Planung und Anreise
Unsere Weihnachtsreise steht unter der Prämisse: kurz, intensiv und bezahlbar. Kurz, weil wir nur 18 Tage Zeit haben. Intensiv, weil wir uns nur zwei Schwerpunkte gesetzt haben (Erg Chebbi und Tafraoute). Bezahlbar, weil unser Urlaubsbudget begrenzt ist und solch eine Reise nicht an ausufernden Kosten scheitern sollte. Im Übrigen benutzen wir dasselbe Gefährt wie schon auf unserer Tunesientour, und auch die Zusammensetzung der Familie ist identisch - nur haben alle mittlerweile ein wenig mehr Laufleistung auf dem Zähler (was sich aber nur bei den Kiddies positiv bemerkbar macht).
Und warum Marokko? Es hat etwas mit Abenteuerlust und Entdeckergeist zu tun, mit einer Herausforderung, die über allem schwebt: Marokko biedert sich nicht an, es gibt sich nicht freiwillig preis, man muss es suchen, finden und für sich selbst erobern. Hat man die Tür aufgestoßen, dann öffnet sich ein Paradies, das einen mit ein wenig Phantasie in die Zeit des Alten Testaments zurückversetzt, einer Welt, wie man sie nur noch aus Filmen kennt.

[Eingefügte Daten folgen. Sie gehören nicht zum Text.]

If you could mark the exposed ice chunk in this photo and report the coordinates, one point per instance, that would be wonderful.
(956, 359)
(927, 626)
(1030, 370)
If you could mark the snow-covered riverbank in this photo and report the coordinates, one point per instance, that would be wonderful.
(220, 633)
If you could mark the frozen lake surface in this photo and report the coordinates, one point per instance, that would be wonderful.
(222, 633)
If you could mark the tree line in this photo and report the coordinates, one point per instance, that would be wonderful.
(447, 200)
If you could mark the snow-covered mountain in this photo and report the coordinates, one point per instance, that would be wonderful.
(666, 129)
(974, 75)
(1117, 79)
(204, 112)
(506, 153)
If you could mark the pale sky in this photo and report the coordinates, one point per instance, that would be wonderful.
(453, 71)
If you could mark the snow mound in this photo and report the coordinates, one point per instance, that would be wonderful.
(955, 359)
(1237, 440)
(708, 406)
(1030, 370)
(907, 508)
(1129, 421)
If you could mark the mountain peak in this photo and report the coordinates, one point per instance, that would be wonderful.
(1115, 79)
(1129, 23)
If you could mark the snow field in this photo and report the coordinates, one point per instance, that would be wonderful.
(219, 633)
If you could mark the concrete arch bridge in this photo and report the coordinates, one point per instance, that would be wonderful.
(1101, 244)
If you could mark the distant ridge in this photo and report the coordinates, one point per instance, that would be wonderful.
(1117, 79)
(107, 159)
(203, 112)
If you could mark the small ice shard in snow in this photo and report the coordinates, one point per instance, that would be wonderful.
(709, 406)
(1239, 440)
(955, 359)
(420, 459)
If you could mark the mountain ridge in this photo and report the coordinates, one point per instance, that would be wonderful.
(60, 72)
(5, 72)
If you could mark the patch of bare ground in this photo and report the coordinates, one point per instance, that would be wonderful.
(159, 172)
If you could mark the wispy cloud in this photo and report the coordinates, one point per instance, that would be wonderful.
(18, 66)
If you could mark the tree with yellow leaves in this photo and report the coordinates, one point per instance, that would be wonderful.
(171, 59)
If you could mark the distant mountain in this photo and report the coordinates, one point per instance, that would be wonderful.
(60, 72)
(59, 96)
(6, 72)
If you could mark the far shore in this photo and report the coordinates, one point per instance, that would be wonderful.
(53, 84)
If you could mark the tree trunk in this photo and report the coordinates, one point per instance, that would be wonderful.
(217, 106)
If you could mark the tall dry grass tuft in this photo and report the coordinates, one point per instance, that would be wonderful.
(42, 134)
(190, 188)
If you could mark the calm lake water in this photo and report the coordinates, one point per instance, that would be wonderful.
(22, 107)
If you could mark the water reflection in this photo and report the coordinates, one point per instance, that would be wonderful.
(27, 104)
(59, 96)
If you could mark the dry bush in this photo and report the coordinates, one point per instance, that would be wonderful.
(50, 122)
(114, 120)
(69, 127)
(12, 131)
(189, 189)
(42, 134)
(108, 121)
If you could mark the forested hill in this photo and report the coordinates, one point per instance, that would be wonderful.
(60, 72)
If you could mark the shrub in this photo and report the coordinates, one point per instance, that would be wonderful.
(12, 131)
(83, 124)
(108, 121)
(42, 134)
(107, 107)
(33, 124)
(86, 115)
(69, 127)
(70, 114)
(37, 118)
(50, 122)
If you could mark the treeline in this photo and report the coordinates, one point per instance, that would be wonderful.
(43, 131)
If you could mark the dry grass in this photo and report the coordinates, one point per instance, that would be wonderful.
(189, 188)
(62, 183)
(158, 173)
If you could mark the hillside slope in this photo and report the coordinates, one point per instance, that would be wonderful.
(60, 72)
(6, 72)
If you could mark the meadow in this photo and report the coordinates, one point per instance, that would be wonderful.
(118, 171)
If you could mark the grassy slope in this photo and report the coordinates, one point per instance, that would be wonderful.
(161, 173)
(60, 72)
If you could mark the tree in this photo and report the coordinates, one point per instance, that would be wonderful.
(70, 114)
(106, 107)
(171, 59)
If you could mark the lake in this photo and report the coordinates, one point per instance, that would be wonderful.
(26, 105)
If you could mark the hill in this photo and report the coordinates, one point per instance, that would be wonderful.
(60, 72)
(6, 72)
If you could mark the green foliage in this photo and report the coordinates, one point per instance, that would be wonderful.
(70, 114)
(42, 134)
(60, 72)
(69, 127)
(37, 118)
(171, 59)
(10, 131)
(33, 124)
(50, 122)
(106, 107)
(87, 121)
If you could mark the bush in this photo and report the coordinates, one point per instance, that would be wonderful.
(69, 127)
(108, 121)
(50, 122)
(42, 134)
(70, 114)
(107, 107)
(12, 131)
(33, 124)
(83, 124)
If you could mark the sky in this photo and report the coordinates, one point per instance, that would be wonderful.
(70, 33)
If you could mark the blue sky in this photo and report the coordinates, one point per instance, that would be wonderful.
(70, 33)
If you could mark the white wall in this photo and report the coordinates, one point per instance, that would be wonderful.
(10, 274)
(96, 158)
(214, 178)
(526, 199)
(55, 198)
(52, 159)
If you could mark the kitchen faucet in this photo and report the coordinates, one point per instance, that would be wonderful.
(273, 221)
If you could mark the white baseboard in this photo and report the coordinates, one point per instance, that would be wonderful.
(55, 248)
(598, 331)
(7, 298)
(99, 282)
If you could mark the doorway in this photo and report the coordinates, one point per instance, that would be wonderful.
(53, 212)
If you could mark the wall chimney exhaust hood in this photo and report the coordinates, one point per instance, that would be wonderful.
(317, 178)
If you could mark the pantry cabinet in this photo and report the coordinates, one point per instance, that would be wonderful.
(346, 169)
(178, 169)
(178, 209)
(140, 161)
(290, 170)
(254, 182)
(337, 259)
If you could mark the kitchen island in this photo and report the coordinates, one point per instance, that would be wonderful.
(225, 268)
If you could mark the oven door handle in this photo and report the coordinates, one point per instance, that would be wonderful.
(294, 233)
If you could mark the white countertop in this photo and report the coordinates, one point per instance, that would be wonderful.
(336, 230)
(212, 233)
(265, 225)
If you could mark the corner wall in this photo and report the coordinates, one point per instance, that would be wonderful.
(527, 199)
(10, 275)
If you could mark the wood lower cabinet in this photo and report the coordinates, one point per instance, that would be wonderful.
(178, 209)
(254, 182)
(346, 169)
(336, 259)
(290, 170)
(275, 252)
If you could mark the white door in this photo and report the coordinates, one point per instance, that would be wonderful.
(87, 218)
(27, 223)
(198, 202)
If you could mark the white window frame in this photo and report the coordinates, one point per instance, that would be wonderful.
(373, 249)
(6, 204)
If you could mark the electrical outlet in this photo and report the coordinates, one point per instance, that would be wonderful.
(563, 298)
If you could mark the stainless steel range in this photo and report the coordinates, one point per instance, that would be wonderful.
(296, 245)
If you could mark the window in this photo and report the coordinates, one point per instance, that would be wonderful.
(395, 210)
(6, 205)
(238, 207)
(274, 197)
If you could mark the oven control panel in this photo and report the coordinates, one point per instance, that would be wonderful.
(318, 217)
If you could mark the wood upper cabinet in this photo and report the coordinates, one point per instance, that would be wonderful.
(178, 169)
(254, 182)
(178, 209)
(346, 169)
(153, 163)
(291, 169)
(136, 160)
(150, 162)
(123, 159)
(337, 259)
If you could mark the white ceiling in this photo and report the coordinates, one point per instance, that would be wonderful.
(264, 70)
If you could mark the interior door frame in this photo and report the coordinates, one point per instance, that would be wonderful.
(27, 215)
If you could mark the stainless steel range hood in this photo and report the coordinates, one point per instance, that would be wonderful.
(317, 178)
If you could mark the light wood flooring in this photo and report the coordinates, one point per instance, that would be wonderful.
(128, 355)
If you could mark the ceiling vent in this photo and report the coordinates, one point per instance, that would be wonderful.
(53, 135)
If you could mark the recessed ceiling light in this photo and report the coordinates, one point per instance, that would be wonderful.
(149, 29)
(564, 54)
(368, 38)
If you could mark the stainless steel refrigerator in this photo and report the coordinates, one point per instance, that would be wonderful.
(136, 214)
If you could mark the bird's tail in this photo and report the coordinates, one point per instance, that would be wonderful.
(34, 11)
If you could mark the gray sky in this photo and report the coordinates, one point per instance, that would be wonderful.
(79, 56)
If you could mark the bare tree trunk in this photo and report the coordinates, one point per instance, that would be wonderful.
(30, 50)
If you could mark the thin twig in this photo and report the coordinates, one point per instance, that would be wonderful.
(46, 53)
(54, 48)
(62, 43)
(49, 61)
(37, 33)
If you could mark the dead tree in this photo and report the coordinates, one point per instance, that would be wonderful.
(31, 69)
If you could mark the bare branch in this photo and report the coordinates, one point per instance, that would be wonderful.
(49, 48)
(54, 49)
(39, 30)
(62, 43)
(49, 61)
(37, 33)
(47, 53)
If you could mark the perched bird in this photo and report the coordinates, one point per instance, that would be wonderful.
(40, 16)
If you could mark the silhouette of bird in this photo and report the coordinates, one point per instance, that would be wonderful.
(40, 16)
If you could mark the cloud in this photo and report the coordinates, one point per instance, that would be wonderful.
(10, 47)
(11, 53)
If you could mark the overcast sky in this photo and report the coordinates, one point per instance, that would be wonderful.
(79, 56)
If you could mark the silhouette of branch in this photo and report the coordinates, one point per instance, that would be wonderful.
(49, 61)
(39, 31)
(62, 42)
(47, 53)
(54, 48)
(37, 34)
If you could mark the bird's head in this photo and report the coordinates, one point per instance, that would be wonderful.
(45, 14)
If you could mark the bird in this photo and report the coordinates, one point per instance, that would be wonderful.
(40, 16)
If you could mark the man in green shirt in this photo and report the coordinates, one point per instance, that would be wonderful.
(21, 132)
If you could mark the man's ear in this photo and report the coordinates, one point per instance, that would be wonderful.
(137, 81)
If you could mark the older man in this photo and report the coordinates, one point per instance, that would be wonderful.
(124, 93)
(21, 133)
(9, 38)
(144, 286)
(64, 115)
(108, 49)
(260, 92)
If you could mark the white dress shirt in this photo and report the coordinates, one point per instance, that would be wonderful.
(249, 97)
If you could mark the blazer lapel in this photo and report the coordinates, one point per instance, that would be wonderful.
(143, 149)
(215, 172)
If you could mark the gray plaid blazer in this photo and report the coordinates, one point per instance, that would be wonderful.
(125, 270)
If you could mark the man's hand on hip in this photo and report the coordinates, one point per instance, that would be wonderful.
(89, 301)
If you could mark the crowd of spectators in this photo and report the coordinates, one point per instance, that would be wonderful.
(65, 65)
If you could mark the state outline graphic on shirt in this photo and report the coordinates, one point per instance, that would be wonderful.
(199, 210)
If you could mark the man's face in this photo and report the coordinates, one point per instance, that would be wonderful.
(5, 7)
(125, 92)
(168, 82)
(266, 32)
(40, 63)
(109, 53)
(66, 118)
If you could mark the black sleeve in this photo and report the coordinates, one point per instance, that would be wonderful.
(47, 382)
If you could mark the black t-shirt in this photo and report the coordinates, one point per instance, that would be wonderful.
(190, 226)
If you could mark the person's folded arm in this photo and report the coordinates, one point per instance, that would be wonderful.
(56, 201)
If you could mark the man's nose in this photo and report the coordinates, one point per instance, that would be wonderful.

Ist man das erste Mal in Marokko, wird man die Route entlang der Hauptattraktionen des Landes legen, und daraus folgt in aller Regel: Anreise über Ceuta oder Melilla - Fès - Erg Chebbi - Todraschlucht - Ouarzazate - Drâatal - Marrakech - Ouzoud-Wasserfälle - dann wieder Richtung Norden zur Heimreise. Da dieses pralle Programm zwangsläufig nur stichprobenartig abgearbeitet werden kann, wird man beim nächsten Mal (und es gibt garantiert ein nächstes Mal, dafür sorgt schon das Marokko-Virus, mit dem man sich 100%ig infiziert!) Schwerpunkte setzen, um die grandiose Landschaft nicht nur im Zeitraffer durch die Autoscheibe zu erleben.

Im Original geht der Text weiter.